Diharapkan, Tim Transisi segera merampungkan tugas dan kewenangan mereka
sehingga pembekuan PSSI bisa dicabut dan kita memulai awal baru kebangkitan
organisasi serta prestasi sepak bola nasional.
Meski
untuk sementara mencetak empat gol, pertandingan belum berakhir. Tim Jokowi
tidak sempurna karena masih memiliki berbagai titik lemah yang mesti dibenahi
untuk bertahan sampai peluit akhir ditiup wasit masa pemerintahan berakhir.
Dan,
sebagian titik lemah itu mulai tampak nyata di mata kita, para penonton.
Mungkin, salah satu titik lemah tersebut adalah kekompakan Tim Jokowi, sebuah
kesebelasan yang relatif terbilang yunior karena baru sekitar tujuh bulan
bertanding.
Oleh
karena itulah muncul desakan dari berbagai pihak agar Jokowi mengganti pemain
alias merombak kabinetnya. Namun, di pihak lain ada mantra never change the
winning team.
Kita tahu
Jokowi lebih memilih merombak kabinet setelah bekerja selama satu tahun. Dan,
suka atau tidak, masa satu tahun itu tepat dan telah mencukupi untuk menurunkan
para pemain cadangan.
Perlukah
Jokowi merombak kabinet sebelum satu tahun? Ya atau tidak bagi dia ini ibarat
déjà vu yang pernah dia jalani sejak masa kampanye pilpres sampai pembentukan
Kabinet Kerja pada Oktober 2014.
Pada
rentang waktu itulah kita lihat dan saksikan semua tokoh kubu Koalisi Indonesia
Hebat (KIH) berhiruk pikuk tentang "kabinet kerja", "kabinet
ramping", "kabinet profesional", dan sebagainya. Pada akhirnya,
suka atau tidak, yang terjadi hanyalah apa yang dinamakan dengan "kompromi
politik".
Kompromi
politik itu biasanya tak lepas dari negosiasi antartokoh dan antarpartai. Untuk
kasus pilpres lalu, kompromi politik bahkan melibatkan kepentingan donatur dan
relawan.
Tidak ada
yang keliru dengan fenomena ini karena politik adalah juga ajang berkompromi.

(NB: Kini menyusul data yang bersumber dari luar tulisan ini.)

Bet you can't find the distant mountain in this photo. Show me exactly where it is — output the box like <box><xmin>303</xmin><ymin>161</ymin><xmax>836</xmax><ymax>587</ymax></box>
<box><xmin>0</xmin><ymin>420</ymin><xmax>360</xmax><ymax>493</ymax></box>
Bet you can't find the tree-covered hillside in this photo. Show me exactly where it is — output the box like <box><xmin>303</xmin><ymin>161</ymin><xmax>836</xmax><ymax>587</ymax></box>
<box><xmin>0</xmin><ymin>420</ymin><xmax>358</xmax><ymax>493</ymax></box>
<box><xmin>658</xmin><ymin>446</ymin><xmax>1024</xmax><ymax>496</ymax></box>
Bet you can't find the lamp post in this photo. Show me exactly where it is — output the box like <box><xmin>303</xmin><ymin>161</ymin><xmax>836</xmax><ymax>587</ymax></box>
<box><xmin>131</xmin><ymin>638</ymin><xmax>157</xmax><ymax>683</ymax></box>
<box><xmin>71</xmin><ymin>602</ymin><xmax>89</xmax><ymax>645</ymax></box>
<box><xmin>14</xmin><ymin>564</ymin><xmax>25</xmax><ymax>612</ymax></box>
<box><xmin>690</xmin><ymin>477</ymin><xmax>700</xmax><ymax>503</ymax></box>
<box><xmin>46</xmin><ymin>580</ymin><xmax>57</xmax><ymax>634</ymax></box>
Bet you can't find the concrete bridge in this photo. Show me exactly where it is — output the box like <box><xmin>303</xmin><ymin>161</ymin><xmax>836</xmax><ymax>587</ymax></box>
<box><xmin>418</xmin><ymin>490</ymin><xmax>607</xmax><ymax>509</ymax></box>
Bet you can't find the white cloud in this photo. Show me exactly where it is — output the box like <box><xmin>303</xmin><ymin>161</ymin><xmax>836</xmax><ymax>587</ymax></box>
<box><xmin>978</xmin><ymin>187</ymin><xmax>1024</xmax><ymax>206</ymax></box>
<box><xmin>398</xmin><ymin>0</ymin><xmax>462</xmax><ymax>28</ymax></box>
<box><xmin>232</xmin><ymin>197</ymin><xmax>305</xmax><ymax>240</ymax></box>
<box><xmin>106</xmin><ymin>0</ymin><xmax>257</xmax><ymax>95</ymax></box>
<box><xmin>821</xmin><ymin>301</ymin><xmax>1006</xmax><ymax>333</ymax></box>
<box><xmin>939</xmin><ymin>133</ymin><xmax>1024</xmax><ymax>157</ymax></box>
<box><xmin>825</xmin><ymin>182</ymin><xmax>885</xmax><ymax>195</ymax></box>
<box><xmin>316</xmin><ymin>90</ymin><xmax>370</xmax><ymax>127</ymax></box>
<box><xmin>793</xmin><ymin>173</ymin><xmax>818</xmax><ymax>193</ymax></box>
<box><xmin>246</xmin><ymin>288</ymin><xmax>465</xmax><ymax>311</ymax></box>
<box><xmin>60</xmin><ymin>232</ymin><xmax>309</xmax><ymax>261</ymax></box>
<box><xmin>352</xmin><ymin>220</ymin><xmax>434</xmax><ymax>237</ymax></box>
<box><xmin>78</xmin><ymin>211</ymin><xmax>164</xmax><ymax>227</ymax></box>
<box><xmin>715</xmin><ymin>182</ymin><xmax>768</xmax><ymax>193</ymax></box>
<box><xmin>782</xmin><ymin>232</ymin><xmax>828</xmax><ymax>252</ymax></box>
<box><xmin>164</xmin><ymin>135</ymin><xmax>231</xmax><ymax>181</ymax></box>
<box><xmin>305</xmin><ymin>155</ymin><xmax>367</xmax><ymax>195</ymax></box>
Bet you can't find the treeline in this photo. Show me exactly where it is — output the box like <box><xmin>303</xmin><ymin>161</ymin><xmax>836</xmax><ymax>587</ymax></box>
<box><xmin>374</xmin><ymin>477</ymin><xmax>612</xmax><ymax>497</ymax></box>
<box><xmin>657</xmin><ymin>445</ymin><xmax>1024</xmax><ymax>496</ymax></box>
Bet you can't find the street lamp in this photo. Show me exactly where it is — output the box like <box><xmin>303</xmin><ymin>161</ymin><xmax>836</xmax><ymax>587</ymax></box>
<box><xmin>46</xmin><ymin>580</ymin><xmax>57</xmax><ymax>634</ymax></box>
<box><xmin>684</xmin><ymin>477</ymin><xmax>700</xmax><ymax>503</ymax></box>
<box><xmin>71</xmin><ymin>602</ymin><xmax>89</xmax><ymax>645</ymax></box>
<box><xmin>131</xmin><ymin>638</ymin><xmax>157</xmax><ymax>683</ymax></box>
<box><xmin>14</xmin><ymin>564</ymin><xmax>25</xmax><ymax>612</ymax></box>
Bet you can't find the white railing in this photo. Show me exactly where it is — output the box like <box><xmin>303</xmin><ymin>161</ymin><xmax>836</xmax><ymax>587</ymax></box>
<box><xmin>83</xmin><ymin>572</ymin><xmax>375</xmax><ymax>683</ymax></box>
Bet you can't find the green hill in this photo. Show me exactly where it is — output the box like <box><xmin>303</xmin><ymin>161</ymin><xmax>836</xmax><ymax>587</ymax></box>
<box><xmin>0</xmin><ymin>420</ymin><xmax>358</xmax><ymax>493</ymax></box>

Masalahnya, kompromi baru yang akan dilakukan untuk merombak kabinet belum
tentu akan membuat Kabinet Kerja yang lebih baik.
Kalaupun,
toh, Jokowi akan merombak kabinet sebelum masa satu tahun, dia tentunya
pertama-tama mesti mengakomodasi PDI-P sebagai partai yang mencalonkan dia
sebagai presiden dan yang mengikat dia dengan Trisakti-Nawacita. Langkah ini
pun belum tentu berjalan mulus karena bakal ada sanggahan dari partai-partai
lain anggota KIH.
Dengan
kata lain, perombakan kabinet sebelum atau pas masa setahun akan menimbulkan
kegaduhan yang sesungguhnya tidak perlu. Namun, saya berani bertaruh, Jokowi
sebagai kepala pemerintahan bakal mampu meredam ancaman kegaduhan tersebut.
Sebetulnya
yang dibutuhkan Tim Jokowi saat ini bukan hanya sekadar perombakan kabinet,
melainkan kritik. Masalah bangsa ini sudah menumpuk sejak Reformasi 1998 dan
makin menumpuk selama 10 tahun terakhir.
Ibarat
tim sepak bola, Tim Jokowi di lapangan "dikeroyok" oleh tim lawan,
mungkin juga wasit, dan juga sebagian penonton yang merasa tidak menyaksikan
pertandingan yang bermutu. Oleh karena itu, kita yang kurang puas dengan
jalannya pertandingan, jangan ragu untuk memuji dan memaki selama tidak
melempari batu atau membuat rusuh.
Media
massa tidak perlu sungkan membeberkan perekonomian yang melambat, resapan
anggaran yang masih sedikit, dan lain-lain melalui pemberitaan yang obyektif.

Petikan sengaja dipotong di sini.